With the successful landing of Chang’e 6 on the moon, the world has once again set off a space fever, and here we share with our buddies the scientific glove box, which is a very useful scientific research device both on the ground and in space.
The successful launch of the Questioning Heaven Experiment Module (QTEM) and its successful docking with the Tianhe Core Module (TCM) have sent many scientific experiment cabinets to the Tiangong Space Station to carry out experiments in space and thus solve the problems of space applications with large-scale, long-term manned care. Among these experiment cabinets, a visible, measurable, controllable, high-precision, replaceable scientific glove box was carried.
What is this glove box used for? How does it help space science research?
Not all gloves are qualified to go to heaven
The name “glove box” sounds a bit strange at first… a coat closet is for clothes, but a glove box is for gloves? What do astronauts use so many gloves for in the space station?
In the various experiment cabinets of the Questioning Heaven Experiment Module (QTEM), all kinds of experiment modules that have been delicately designed and manufactured are carried. If you touch them with your hands in the process of doing experiments, you may not only pollute the experimental instruments, but also cause changes in the experimental parameters, destroying the scientific nature of the experiments.
Therefore, the experiment module must be isolated from the air in the space station, the device used to isolate the experiment module is what we call the glove box. There are four special gloves on the glove box for the astronauts to carry out the operations in the glove box. The visual window and detection equipment on the box, on the other hand, allows the astronauts to implement to see the changes in the state of the box, to provide data support for the conduct of experiments.
The glove box does have gloves, but not the ordinary gloves we usually contact. What is special about these heavenly gloves?

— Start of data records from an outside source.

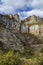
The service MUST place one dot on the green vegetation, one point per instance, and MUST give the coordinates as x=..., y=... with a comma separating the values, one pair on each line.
x=12, y=58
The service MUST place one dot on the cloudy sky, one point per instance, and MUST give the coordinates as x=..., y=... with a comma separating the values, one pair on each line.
x=24, y=8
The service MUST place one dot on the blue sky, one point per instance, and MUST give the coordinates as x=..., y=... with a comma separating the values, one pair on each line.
x=24, y=8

First of all, all materials in spaceflight have very high requirements for flame retardancy, so the gloves must be made of materials that are not easy to burn. We see everyday gloves, whether cotton or chemical fiber, are very easy to burn, this one “sea” off the majority of candidates for gloves. In addition, in the case of conventional default scientific experiments, the astronauts are not able to use their hands to operate directly, which requires a high degree of tactile feeling of the gloves, and the flexibility of the operation is also a factor to be taken into account, so it is not easy to burn the metal material is basically out of the question. Finally, regardless of metal and non-metallic materials, to have a strong ability to inhibit the growth of mold, otherwise it will contaminate the glove box leading to experimental failure. Therefore, to develop a glove material that fully meets the above three conditions requires a lot of effort and time.

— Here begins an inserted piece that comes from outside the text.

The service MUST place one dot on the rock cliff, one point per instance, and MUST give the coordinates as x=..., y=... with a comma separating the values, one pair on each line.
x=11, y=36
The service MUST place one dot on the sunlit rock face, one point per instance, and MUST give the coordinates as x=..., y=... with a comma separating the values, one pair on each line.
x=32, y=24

In addition, the glove box is designed with a special quick-change glove function so that the astronauts can change gloves while maintaining the isolation between the inside and outside of the glove box, thus preventing bi-directional contamination.

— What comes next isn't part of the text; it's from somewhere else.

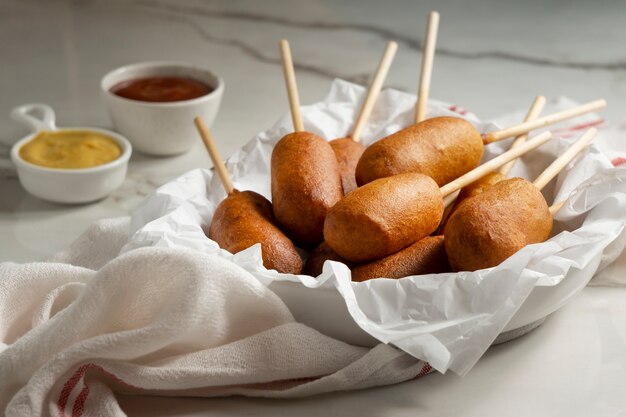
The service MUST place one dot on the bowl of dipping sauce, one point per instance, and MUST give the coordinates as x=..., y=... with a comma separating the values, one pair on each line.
x=153, y=104
x=67, y=165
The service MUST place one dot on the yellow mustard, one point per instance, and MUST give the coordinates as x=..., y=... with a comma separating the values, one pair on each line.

Robotic arm in the glove box
The glove box is also equipped with a dexterous robotic arm that can perform on-orbit high-precision scientific operations. It is oriented to the space-crossing scientific experiment platform for space biology, life science and aerospace medicine, which can provide an airtight and clean operation space for scientific experiments. This robotic arm can achieve an operating precision of 0.5 millimeters, and with this robotic arm, astronauts will be able to complete experimental operations more accurately.
The picture above is not the complete body of the robotic arm. In the glove box, there is also a microscopic operating system, which can complete the extraction and injection of cell nuclei and other very fine operations. The system can achieve an operating precision of 5 microns, which is one tenth of the diameter of a hair.
The mechanical arm is an extension of the astronaut’s arm, which replaces the astronaut’s hands and carries out experimental operations under the premise of ensuring that the astronaut does not touch the experimental device. It can be carried out in the box in bulk, such as picking and placing petri dishes; on-orbit cell-related research, such as microinjections, etc.; can also send out ultraviolet rays, the glove box sterilized, thoroughly and completely automatic cleaning.
The “hand” is open to the sky, the “eye” should also be open to the sky
Glove box on a large number of sensors, real-time recording of the glove box everywhere in the voltage signal, current signal, as well as temperature, humidity, light, wind and other information, reflecting the glove box or experimental device work status.
Interpreting this information may be beyond the scope of astronauts’ specialized knowledge and take up their working time. Therefore, all the sensor information on the glove box can be transmitted in real time to the ground laboratory, where ground scientists are responsible for interpreting and adjusting it, and commands can be issued from the ground to directly control the parameters of the glove box.